Isn’t it cool to see what Earth looks like from outer space? Only the awesome dudes from NASA got the chance to appreciate the beauty of what our planet looks like from the best viewing area ever – the space shuttle.
Fortunately, NASA dudes didn’t enjoyed it only for themselves. They took lots of shots, no, not just lots but millions of photos of our Earth and shared it to us publicly. NASA and Japan’s Ministry of Economy, Trade and Industry (METI) have publically released nearly 3 million images from their database of thermal emission images detailing 99 percent of the planet’s surface. Now you can enjoy different views of the Earth and even amazing natural events from different perspective.

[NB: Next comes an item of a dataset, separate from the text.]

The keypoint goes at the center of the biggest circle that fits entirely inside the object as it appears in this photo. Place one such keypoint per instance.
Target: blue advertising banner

NASA’s Terra spacecraft has been snapping Earth since 1999 using Japan’s Advanced Spaceborne Thermal Emission and Reflection Radiometer (ASTER). With these 16 and a bit years of work, it’s captured some incredible sights, including the aftermath of the Pakistani floods, North Korea’s drought, Iceland’s volcanic eruptions, the Venetian canals, Namibia’s sand dunes, California’s bushfires, and even the remnants of a sulfur plant fire in Iraq.

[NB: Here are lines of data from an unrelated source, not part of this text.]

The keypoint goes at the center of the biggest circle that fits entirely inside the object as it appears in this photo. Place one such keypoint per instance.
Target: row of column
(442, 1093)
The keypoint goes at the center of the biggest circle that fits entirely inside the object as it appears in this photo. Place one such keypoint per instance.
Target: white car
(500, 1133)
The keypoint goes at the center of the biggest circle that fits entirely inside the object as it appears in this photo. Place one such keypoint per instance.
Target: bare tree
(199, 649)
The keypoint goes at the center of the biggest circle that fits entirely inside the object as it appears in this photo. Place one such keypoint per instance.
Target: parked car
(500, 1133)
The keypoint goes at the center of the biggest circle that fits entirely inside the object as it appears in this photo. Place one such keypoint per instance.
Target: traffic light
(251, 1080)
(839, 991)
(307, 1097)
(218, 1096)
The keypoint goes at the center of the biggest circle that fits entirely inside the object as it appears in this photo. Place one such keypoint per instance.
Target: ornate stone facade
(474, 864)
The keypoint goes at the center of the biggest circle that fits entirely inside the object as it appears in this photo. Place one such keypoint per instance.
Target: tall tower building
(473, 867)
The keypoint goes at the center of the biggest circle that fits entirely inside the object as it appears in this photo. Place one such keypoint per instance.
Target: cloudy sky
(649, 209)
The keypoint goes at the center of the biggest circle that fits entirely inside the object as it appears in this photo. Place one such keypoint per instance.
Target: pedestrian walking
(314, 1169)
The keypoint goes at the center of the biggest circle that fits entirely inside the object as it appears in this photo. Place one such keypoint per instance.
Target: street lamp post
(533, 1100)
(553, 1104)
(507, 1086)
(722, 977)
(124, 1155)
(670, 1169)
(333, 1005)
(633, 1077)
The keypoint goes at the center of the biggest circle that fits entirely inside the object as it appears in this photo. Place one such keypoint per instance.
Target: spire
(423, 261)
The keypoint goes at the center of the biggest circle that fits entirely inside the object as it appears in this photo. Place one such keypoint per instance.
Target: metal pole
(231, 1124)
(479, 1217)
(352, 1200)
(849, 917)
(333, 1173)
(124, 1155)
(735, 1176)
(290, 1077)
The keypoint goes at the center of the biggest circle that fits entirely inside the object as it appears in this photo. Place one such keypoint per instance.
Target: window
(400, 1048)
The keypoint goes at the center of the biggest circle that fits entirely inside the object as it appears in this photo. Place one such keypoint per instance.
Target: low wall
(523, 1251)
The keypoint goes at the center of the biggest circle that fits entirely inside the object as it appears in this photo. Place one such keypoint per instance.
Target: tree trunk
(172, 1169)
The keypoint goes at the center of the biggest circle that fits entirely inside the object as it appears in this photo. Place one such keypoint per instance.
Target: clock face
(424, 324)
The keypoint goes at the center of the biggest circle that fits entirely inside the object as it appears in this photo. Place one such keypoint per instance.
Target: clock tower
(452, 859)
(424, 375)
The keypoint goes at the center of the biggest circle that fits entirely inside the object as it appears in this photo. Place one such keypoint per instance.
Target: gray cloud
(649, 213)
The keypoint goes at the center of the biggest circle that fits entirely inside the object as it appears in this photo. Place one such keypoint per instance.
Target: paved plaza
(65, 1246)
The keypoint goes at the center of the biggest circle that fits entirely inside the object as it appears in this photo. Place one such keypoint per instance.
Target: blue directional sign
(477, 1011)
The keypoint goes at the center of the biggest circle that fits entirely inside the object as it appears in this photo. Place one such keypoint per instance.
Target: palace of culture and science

The imaging by ASTER has the ability to capture land surface temperature and reflectance. Along with this, it merges two mildly offset two-dimensional images to create the impression of three dimensions. With this three-pronged attack, it can measure all manner of geological and environmental conditions.
The 2.95 million individual scenes that have been released can be accessed through the Land Processes Distributed Active Archive Center with a smaller (and more easily accessible) selection on the ASTER website.